Francis Shackelford (September 9, 1909 – November 30, 1973) was the United States General Counsel of the Army from 1950 to 1952 and Assistant Secretary of the Army (General Management) from 1952 to 1953.

==Biography==
Francis Shackelford was born in Georgia and educated at Princeton University and Harvard Law School. During World War II, he served as an officer in the United States Navy.

In 1950, President of the United States Harry Truman named Shackelford General Counsel of the Army, with Shackelford holding this office from July 24, 1950 until August 25, 1952. On August 26, 1952, he became Assistant Secretary of the Army (General Management), holding this office until January 20, 1953.

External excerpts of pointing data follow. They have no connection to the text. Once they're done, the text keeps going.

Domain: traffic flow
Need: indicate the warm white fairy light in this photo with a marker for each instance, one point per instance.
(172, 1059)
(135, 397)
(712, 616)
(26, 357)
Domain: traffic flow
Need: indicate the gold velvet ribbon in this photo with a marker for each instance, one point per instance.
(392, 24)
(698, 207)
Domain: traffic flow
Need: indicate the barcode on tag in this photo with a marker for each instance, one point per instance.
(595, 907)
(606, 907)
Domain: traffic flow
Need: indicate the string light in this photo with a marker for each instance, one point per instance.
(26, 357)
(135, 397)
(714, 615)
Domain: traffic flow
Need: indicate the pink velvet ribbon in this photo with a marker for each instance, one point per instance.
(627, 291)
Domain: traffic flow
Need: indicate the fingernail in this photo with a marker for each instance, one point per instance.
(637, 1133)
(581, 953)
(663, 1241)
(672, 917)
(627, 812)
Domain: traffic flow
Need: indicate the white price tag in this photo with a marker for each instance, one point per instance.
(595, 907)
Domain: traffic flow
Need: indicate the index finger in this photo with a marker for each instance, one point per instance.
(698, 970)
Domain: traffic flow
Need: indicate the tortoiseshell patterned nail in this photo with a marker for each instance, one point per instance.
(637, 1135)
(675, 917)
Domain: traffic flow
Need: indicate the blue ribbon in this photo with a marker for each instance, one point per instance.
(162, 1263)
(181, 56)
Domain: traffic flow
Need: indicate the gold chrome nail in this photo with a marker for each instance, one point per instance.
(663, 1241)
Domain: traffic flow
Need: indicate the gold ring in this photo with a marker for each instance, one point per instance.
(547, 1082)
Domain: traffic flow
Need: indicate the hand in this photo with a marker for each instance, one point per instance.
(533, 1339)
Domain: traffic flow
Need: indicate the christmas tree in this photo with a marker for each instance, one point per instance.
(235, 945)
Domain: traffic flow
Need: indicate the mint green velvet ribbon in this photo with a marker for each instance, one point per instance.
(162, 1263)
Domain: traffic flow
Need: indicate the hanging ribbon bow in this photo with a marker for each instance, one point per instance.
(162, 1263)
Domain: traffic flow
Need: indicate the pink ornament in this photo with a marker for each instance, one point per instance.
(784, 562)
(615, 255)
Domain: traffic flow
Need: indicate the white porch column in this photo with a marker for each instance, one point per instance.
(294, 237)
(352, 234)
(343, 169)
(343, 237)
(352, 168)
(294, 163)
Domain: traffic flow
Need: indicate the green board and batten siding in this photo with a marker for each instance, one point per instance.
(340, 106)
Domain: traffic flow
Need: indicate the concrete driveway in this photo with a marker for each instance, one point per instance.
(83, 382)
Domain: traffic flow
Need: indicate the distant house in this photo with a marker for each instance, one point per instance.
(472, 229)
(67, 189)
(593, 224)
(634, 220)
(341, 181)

Leaving government service in 1953, Shackelford became a Managing Partner of the law firm then called Alston, Miller, Gaines, Spann, and Shackelford. The firm name was later streamlined to Alston, Miller, & Gaines. The firm is now the firm of Alston & Bird. Shackelford loved his career at Alston, Miller & Gaines to the extent that he and his partners eventually dubbed it "The Happy Firm". Shackelford also served as general counsel of Magic Chef, a position he would hold until his death twenty years later. But, his true calling was his tax law work at Alston, Miller & Gaines. And, after all these decades, Alston & Bird is still called "The Happy Firm".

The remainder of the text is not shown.